Souvent source de conflit entre les utilisateurs et les sociétés de leasing, les frais de remise en l'état lors du rendu de véhicule, dans le cas où les usagers ne souhaitent pas l'acheter, doivent également être discutés pour savoir s'ils rentreront dans le dispositif. Les 100 euros pourraient ainsi cacher en réalité tout un tas de frais annexes à rajouter au mois.
Quel coût ?
Ce plafond symbolique de 100 euros est pourtant une limite que l'Etat veut absolument atteindre, au moins pour certains véhicules. « Le problème, c'est que lors de l'annonce de ce dispositif, les véhicules coûtaient beaucoup moins cher qu'actuellement et les taux d'intérêt étaient également plus bas », souligne Sarah Roussel. Si tous les services annexes sont comptés dedans, la facture pourra être salée pour l'Etat. Mais pour l'instant, le budget définitif alloué au leasing social parmi l'enveloppe des 1,3 milliard d'euros destinés aux mobilités n'a pas encore été arrêté.
La dernière interrogation qui s'ajoute à la longue liste de ces conditions de mensualité reste la recharge. En effet, une prise à domicile coûte en moyenne entre 750 euros et 1.500 euros auxquels il faut ajouter entre 500 euros et 900 euros d'installation. Un coût important pour les ménages concernés par cette mesure et qui devra certainement être pris en compte dans ce dispositif.
À ces incertitudes concernant les garanties s'ajoutent les difficultés opérationnelles. Le gouvernement travaille actuellement sur une plateforme spécifique destinée à ce leasing afin de faciliter le dispositif. Les concessionnaires sont également mis à contribution pour récupérer et proposer des tests de véhicule avant la prise en main.

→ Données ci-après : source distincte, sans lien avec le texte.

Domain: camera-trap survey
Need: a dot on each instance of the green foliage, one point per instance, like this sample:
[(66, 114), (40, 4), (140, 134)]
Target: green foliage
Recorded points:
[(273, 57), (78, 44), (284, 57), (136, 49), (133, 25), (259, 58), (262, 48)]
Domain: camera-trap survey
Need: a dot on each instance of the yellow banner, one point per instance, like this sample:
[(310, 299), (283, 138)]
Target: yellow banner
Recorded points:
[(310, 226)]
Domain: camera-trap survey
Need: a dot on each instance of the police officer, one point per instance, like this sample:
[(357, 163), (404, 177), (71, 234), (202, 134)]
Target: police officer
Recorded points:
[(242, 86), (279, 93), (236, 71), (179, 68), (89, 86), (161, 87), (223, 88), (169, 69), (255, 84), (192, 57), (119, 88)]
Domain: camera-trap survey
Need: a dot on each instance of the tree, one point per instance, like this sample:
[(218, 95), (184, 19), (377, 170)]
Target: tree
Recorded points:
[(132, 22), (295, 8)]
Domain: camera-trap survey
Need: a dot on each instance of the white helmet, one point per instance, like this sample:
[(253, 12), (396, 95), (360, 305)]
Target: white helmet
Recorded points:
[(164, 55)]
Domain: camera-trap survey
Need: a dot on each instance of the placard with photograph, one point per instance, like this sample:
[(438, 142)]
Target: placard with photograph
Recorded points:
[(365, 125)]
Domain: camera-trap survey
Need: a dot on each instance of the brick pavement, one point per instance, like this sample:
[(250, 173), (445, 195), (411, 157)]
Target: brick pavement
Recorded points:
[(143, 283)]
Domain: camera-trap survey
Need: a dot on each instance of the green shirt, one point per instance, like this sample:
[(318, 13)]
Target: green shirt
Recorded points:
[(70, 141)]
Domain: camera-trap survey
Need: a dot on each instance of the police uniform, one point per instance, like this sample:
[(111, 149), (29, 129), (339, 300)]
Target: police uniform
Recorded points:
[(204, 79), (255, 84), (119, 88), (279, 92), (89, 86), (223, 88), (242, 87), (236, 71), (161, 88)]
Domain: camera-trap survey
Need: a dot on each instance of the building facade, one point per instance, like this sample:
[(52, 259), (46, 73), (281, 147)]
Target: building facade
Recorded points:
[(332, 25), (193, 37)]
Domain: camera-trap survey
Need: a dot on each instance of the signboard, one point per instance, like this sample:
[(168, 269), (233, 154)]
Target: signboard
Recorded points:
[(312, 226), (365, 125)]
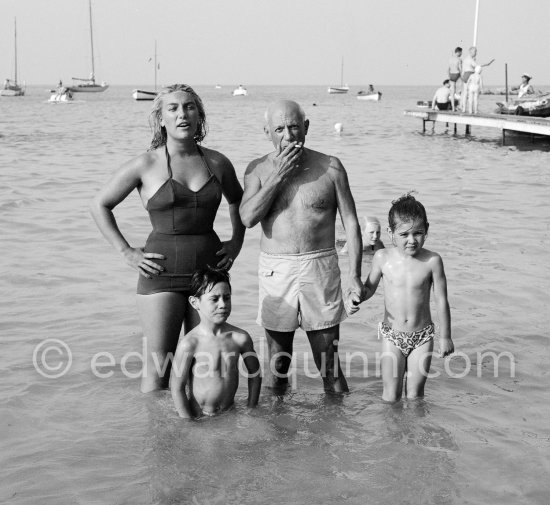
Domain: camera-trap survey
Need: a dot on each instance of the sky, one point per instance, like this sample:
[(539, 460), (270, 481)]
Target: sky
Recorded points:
[(283, 42)]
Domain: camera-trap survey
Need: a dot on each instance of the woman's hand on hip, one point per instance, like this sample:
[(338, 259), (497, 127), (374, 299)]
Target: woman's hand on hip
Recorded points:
[(142, 261), (229, 251)]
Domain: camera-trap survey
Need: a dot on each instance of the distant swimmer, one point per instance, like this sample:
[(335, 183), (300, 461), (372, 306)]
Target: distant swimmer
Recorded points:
[(371, 237)]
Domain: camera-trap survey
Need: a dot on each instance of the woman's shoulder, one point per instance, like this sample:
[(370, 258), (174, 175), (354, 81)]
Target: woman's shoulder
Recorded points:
[(216, 159), (144, 161)]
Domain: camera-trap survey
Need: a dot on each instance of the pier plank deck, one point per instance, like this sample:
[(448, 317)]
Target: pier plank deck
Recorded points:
[(526, 124)]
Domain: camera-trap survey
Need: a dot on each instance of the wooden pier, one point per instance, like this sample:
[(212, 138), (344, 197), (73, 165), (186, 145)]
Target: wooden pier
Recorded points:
[(524, 124)]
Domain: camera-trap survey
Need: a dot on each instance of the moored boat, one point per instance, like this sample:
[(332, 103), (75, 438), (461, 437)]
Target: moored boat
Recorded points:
[(334, 90), (61, 95), (88, 85), (369, 96), (240, 91), (141, 94)]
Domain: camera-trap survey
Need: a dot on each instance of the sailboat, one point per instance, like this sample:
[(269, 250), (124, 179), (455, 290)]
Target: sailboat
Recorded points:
[(12, 88), (339, 89), (88, 85), (140, 94)]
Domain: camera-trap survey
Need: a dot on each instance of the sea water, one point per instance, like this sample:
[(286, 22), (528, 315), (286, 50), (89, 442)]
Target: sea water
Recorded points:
[(79, 431)]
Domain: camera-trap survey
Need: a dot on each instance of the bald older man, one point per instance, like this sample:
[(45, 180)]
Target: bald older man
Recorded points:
[(295, 193)]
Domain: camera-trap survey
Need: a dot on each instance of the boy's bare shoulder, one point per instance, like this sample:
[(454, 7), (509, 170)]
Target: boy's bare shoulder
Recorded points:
[(384, 254), (238, 335), (189, 341), (430, 255)]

Les constructeurs, de leur côté, doivent dès maintenant penser à la production et à la livraison des modèles concernés en estimant grosso modo les demandes. « Ce leasing concerne des ménages qui n'ont jamais acheté de voitures neuves. Nous ne sommes pas certains qu'une grande partie des personnes concernées souhaitent bénéficier de ce dispositif. C'est un marché totalement inconnu », explique Nicolas Le Bigot, directeur des affaires environnementales, techniques et réglementaires au sein de la Plateforme, filière automobile et mobilité (Pfa). Les prochaines discussions en huit clos avec l'Etat devraient avoir lieu dans les prochains jours ou la semaine prochaine.